老行放在船舵上的手呆滞住,一时半会竟都没吐出一个字来。
毕竟他怎么都想不到,在岩隙城到第十五帝国,这么偏僻的海面航线上,竟会出现让无数海盗闻风丧胆——他这辈子都只在帝国新闻频道见到的,那艘名叫“破晓”的帝国军舰。
…
“破晓”军舰势如破竹,如大型鹰隼逗弄小玩意般,将老行的船逼停在附近的小岛上。
老行悔不当初,连忙把船员们都招来,站在甲板上对着对面的军舰赔罪。
但站在军舰上的士兵们目不斜视,手握冰冷步枪,仿佛老行和船员们都是空气。
直到“轰!”的一声,二楼的主指挥舱门打开,从里面走出来一个微弯着腰,身穿冷硬军服的男人。
男人身高目测一米九往上,宽肩窄腰,身高腿长,披着一件黑色的挺括风衣,肩上的金属徽章反射出代表着权势的冷硬光泽。
年轻英俊的面孔隐在海面薄雾中,却隐约还是能看出他立体冰冷的轮廓,仿佛一柄已经出鞘的锋利冷刃,充斥着来自强者的绝对压迫和掌控。

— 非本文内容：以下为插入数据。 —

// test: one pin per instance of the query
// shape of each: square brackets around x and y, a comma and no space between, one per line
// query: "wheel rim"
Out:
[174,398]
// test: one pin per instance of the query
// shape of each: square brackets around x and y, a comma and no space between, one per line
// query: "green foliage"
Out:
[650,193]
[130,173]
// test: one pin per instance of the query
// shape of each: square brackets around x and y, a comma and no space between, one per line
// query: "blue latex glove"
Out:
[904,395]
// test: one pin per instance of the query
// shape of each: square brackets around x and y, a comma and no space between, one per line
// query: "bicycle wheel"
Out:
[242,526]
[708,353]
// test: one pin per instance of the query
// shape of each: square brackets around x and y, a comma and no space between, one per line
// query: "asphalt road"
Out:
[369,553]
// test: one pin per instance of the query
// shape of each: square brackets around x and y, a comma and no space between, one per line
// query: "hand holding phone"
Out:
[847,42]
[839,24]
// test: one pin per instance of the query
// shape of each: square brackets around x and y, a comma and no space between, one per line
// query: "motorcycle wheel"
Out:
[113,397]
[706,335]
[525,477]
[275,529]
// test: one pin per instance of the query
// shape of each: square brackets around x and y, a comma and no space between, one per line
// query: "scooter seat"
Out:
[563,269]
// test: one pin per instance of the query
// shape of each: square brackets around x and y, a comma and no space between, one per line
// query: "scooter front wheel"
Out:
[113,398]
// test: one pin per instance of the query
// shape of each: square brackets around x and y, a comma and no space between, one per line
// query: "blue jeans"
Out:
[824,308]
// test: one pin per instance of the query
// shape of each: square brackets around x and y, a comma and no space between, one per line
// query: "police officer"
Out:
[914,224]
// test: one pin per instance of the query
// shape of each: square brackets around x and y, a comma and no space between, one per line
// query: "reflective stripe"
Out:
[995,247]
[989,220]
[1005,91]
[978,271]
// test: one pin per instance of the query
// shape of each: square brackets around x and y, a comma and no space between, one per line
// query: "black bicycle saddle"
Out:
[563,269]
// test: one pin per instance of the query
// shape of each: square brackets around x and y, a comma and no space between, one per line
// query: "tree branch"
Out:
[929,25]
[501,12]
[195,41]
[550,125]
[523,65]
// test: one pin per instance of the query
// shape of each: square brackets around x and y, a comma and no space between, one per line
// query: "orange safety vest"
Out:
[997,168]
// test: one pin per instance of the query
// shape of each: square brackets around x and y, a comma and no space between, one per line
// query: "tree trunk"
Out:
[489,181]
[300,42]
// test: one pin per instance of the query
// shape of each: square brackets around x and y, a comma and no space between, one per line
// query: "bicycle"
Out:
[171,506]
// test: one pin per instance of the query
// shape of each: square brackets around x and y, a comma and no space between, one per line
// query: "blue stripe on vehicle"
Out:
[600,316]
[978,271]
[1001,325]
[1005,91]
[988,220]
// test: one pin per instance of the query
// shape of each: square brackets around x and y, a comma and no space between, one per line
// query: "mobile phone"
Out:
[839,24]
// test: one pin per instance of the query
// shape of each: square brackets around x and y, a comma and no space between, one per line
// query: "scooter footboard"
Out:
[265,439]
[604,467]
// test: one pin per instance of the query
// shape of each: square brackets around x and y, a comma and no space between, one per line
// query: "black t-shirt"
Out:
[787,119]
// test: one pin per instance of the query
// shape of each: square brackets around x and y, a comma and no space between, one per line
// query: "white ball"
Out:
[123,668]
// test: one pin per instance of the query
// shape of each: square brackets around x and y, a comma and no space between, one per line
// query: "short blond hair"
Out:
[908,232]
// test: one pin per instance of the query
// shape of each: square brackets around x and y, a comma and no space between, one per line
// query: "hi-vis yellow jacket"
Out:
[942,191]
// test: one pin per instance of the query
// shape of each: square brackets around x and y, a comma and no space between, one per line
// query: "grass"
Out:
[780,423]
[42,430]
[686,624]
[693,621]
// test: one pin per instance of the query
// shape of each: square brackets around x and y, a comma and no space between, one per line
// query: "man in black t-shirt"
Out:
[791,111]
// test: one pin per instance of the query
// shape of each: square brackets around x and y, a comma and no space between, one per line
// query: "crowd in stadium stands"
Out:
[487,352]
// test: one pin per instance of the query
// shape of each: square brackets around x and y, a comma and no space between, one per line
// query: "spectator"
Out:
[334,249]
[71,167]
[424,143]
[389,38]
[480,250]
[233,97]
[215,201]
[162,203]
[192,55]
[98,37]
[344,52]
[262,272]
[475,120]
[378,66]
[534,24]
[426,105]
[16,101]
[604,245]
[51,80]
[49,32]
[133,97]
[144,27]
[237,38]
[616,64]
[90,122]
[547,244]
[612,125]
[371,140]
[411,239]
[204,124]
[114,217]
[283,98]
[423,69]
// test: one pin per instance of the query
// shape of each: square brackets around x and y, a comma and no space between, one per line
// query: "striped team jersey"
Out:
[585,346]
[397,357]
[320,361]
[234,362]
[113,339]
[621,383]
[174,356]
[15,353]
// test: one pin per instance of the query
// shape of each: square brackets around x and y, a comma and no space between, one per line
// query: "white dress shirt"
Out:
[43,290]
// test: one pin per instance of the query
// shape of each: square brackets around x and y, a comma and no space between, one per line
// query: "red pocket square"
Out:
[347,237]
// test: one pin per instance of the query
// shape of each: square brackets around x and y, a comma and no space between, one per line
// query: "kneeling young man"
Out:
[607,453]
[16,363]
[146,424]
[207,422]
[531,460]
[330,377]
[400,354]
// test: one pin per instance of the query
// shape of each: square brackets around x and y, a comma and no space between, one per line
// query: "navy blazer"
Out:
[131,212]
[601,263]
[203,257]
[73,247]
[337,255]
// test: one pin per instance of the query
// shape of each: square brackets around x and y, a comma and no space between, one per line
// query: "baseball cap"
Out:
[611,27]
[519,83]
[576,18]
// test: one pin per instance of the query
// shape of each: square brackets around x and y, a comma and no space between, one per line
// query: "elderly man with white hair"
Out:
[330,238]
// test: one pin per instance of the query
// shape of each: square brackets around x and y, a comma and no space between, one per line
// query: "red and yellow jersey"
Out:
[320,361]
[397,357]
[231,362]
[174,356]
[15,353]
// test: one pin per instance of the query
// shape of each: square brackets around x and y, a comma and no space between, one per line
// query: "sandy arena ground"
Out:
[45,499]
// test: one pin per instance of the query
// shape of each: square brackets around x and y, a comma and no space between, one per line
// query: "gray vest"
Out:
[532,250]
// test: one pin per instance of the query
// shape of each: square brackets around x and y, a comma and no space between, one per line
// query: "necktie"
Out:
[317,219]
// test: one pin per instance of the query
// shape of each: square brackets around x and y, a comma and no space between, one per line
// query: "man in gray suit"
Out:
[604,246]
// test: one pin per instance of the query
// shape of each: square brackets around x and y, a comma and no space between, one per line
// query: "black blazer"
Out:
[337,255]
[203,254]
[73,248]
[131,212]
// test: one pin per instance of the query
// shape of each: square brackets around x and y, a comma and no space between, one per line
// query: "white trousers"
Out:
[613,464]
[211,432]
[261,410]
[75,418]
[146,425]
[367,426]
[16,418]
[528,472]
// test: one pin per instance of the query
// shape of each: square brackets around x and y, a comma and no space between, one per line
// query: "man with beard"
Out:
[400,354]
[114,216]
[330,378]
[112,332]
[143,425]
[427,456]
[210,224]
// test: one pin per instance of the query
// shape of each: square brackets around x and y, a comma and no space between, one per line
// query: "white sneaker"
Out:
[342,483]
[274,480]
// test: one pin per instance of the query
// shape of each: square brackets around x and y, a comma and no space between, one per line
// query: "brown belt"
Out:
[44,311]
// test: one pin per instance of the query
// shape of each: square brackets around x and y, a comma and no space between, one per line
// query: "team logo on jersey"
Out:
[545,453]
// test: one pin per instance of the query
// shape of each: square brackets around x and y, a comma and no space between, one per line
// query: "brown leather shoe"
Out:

老行两腿哆嗦,被吓得几乎站不住脚,直到身后两个船员扶了他一下,他才勉强站直。
男人身后跟着两个军官,其中一个为他撑开黑伞,簇拥着男人走下二楼甲板。
男人走得很慢很稳,举手投足间甚至有股游刃有余的随意,那双漆黑的眼眸微眯,戴着黑色皮套的指腹搭在金属的楼梯栏杆上,突然如嗅到猎物气味的野兽般,暗含深意的朝老行所在的那艘船看去。
老行扶了下额。
这…这到底是什么情况啊?!
他没看错的话,这人不是在帝国风头正盛的封少将吗?
封少将逼停他们的船做什么?
他只是混口饭吃的小人物,虽然干得确实不是正经营生,但也不至于惹到这封少将吧?
难不成封少将是在找那什么帝国的在逃前官员?
但他看过新闻,那姓苏的生得一张好面孔,张贴在各大小巷里的通缉照都好看的不要命,那双淡漠的眼眸在照片上冷清清看着人时,莫名有股勾人的意味。
老行舔了舔唇,他们船上根本没这号气质出众的美人吧。
可他突然想到了那个戴着黑框眼镜的青年,粗黑的眉毛深深的皱起,那青年莫名的可疑。